Proof that the government doesn’t understand was the Minister for Agriculture, Charlie McConnalogue, wondering why we couldn't just race through June and July. That is no fault of his, but he just doesn’t understand and we need Horse Racing Ireland to really clear that up.
There is a danger too that they might say we have been catered for by the provision of five extra fixtures on the track to hold bumpers for point-to-point horses. That was welcome but it really only suited about five per cent of the stock. Really, it is like trying to sell meat to vegetarians, looking to sell bumper horses, when the attraction for the last number of years has been a horse with proven form over fences. And if one of them wins one of the maiden hurdles that was put on, he is immediately less attractive to buyers because his novice status is lost.
We have a month left, because we can’t jump these young horses on firmer summer ground, it just isn’t safe. If we don’t get racing and can’t move them on, there is a knock-on effect at the store sales and the foal sales. It is bad news for everyone; for the breeders, the pinhookers, the point-to-point producers and the end game, the racing world, because you are missing that filter where the quality has been showcased. And where that education has not been provided. And just to remind people again, 13 of the 23 Irish-trained winners at Cheltenham this year came through the point-to-point fields. That should leave no-one in any doubt as to how important the sector is.

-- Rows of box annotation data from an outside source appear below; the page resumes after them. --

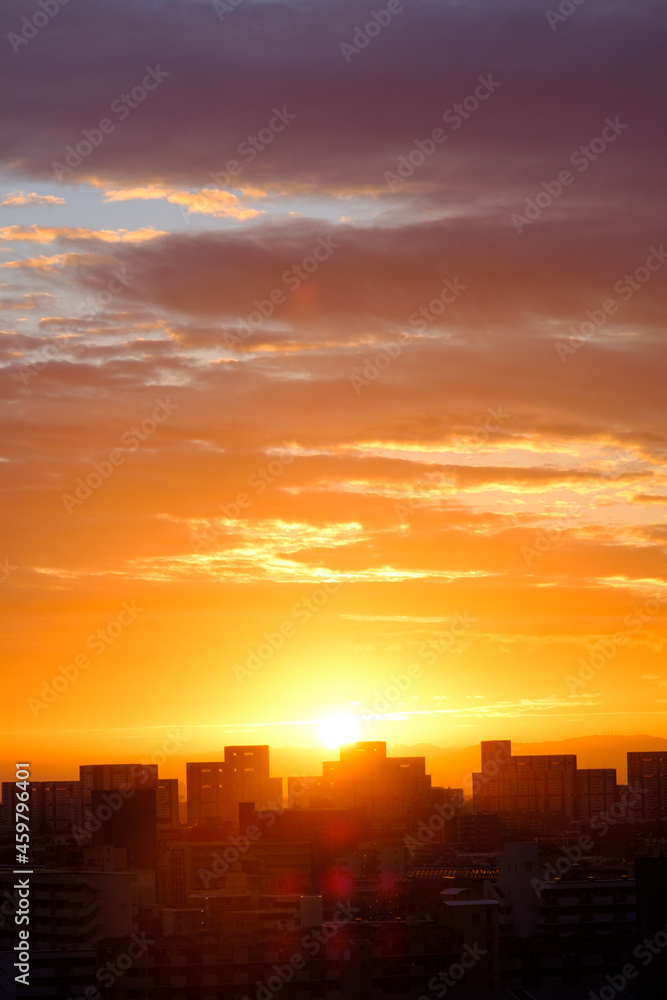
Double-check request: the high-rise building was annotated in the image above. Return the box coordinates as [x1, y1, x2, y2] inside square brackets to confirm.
[576, 767, 618, 820]
[473, 740, 577, 825]
[225, 745, 282, 819]
[1, 781, 83, 834]
[155, 778, 179, 826]
[185, 760, 227, 826]
[79, 764, 157, 808]
[186, 746, 282, 826]
[628, 750, 667, 820]
[323, 742, 431, 822]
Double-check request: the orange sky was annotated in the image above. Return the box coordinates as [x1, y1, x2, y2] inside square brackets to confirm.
[0, 0, 667, 779]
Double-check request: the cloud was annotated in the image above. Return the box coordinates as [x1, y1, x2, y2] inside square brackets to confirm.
[0, 191, 67, 208]
[0, 225, 165, 243]
[99, 184, 260, 220]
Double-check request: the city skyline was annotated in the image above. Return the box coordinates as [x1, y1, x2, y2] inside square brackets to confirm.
[0, 0, 667, 804]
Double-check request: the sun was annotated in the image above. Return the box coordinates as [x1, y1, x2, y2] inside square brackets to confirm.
[317, 712, 359, 750]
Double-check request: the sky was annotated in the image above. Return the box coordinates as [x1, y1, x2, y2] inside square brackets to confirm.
[0, 0, 667, 779]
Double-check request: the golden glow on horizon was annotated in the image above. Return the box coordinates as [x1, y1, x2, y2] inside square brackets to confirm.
[317, 712, 359, 750]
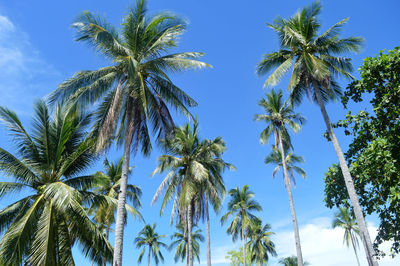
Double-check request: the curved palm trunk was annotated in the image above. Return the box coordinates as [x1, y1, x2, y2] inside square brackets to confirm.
[188, 202, 193, 266]
[205, 193, 211, 266]
[113, 104, 133, 266]
[147, 246, 151, 266]
[278, 131, 303, 266]
[242, 225, 246, 266]
[351, 236, 360, 266]
[313, 87, 378, 266]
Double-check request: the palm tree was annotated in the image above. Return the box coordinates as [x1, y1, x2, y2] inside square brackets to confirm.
[135, 224, 167, 266]
[257, 2, 378, 265]
[91, 158, 143, 239]
[264, 149, 307, 187]
[221, 185, 262, 266]
[0, 101, 112, 265]
[168, 224, 204, 263]
[278, 256, 310, 266]
[332, 207, 360, 266]
[152, 121, 229, 266]
[255, 90, 304, 266]
[247, 220, 277, 266]
[49, 0, 209, 266]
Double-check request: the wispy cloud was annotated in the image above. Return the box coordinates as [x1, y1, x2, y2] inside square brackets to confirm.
[0, 15, 60, 113]
[274, 217, 400, 266]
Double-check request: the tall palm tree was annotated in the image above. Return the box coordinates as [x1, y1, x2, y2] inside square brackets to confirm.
[221, 185, 262, 266]
[278, 256, 310, 266]
[91, 158, 142, 239]
[332, 207, 360, 266]
[257, 2, 378, 265]
[49, 0, 209, 266]
[152, 121, 228, 266]
[0, 101, 112, 265]
[168, 223, 204, 263]
[247, 220, 277, 266]
[135, 224, 167, 266]
[264, 149, 307, 187]
[255, 90, 304, 266]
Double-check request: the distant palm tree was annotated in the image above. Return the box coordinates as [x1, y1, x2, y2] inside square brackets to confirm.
[91, 158, 142, 239]
[255, 90, 304, 266]
[168, 224, 204, 263]
[152, 121, 230, 266]
[332, 207, 360, 266]
[135, 224, 167, 266]
[246, 220, 277, 266]
[278, 256, 310, 266]
[264, 149, 307, 187]
[0, 101, 112, 265]
[221, 185, 262, 266]
[50, 0, 209, 266]
[257, 1, 378, 265]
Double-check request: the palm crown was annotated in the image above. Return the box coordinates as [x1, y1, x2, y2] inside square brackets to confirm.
[168, 223, 204, 263]
[50, 0, 208, 154]
[135, 224, 167, 265]
[257, 2, 363, 102]
[0, 101, 113, 265]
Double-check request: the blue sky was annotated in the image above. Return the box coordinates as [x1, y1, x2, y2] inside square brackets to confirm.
[0, 0, 400, 265]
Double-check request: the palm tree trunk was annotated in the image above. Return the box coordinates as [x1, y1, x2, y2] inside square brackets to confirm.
[113, 100, 133, 266]
[205, 193, 211, 266]
[351, 236, 360, 266]
[242, 225, 246, 266]
[188, 202, 193, 266]
[184, 210, 189, 266]
[278, 131, 303, 266]
[313, 85, 378, 266]
[147, 246, 151, 266]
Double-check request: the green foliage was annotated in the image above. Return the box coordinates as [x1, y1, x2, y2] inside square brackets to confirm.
[246, 220, 277, 265]
[221, 185, 262, 241]
[325, 47, 400, 253]
[278, 256, 310, 266]
[135, 224, 168, 265]
[90, 158, 143, 235]
[0, 101, 115, 265]
[225, 248, 251, 266]
[168, 223, 204, 263]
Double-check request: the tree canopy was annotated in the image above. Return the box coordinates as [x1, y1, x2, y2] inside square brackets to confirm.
[325, 47, 400, 255]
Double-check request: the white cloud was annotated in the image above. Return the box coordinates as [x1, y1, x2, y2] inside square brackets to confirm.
[0, 15, 60, 113]
[271, 217, 400, 266]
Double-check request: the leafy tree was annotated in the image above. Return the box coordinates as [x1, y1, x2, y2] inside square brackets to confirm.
[91, 158, 142, 239]
[325, 47, 400, 255]
[135, 224, 167, 266]
[221, 185, 262, 266]
[278, 256, 310, 266]
[264, 149, 307, 187]
[246, 221, 277, 266]
[225, 248, 251, 266]
[332, 207, 360, 266]
[168, 224, 204, 263]
[0, 101, 112, 265]
[257, 1, 377, 266]
[255, 90, 304, 265]
[50, 0, 208, 266]
[153, 122, 225, 266]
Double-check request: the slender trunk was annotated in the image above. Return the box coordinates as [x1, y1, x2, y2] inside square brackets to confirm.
[113, 101, 133, 266]
[147, 246, 151, 266]
[188, 202, 193, 266]
[313, 84, 378, 266]
[184, 210, 189, 266]
[242, 225, 246, 266]
[351, 236, 360, 266]
[278, 131, 303, 266]
[205, 193, 211, 266]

If it’s about not being able to ensure people weren’t climbing ditches to get into the meetings, though we had shown we could do it prior to the plug being pulled, it might be worth running a month’s worth of points at racetracks. There could be a way of making that work, of providing some funding to them to open up. You could have a team of lads like stall handlers, just to bring the five point-to-point style fences from one track to the next. It’s doable, if the will is there.
You think of places like Ballinrobe, Sligo, Roscommon, Thurles, Tipperary. You could set the fences up say in Ballinrobe. Have two days’ racing there, then move on to Roscommon and do two more days there. Because you only have a month in it.
It was great to see Minella Indo put it all together on the biggest day after a few things going wrong earlier in the season. He clearly likes Cheltenham, having won the Albert Bartlett, when he was our second Festival winner after Minella Rocco, and just got caught by Champ in the RSA last year.
We kept him until he was five. He could have made it at four but we always want to do right by the horse and played it cautiously with him.
We bought him as a foal from the Lalors, who bred him, for €24,000 at Tatts in November 2013. He is a Beat Hollow, it’s a good family, but his dam was 22 and people thought we were a bit mad buying out of a 22-year-old mare. He came through the system well and we just didn’t rush him to get him out at four.
When we saddled him up at Dromahane, the day after St Patrick’s Day in 2018, he was ready and he won easily. And the rest is history.
That is the dream but it is the business too. I hope the government are helped to understand this and take it into account, so we can get back under way in April.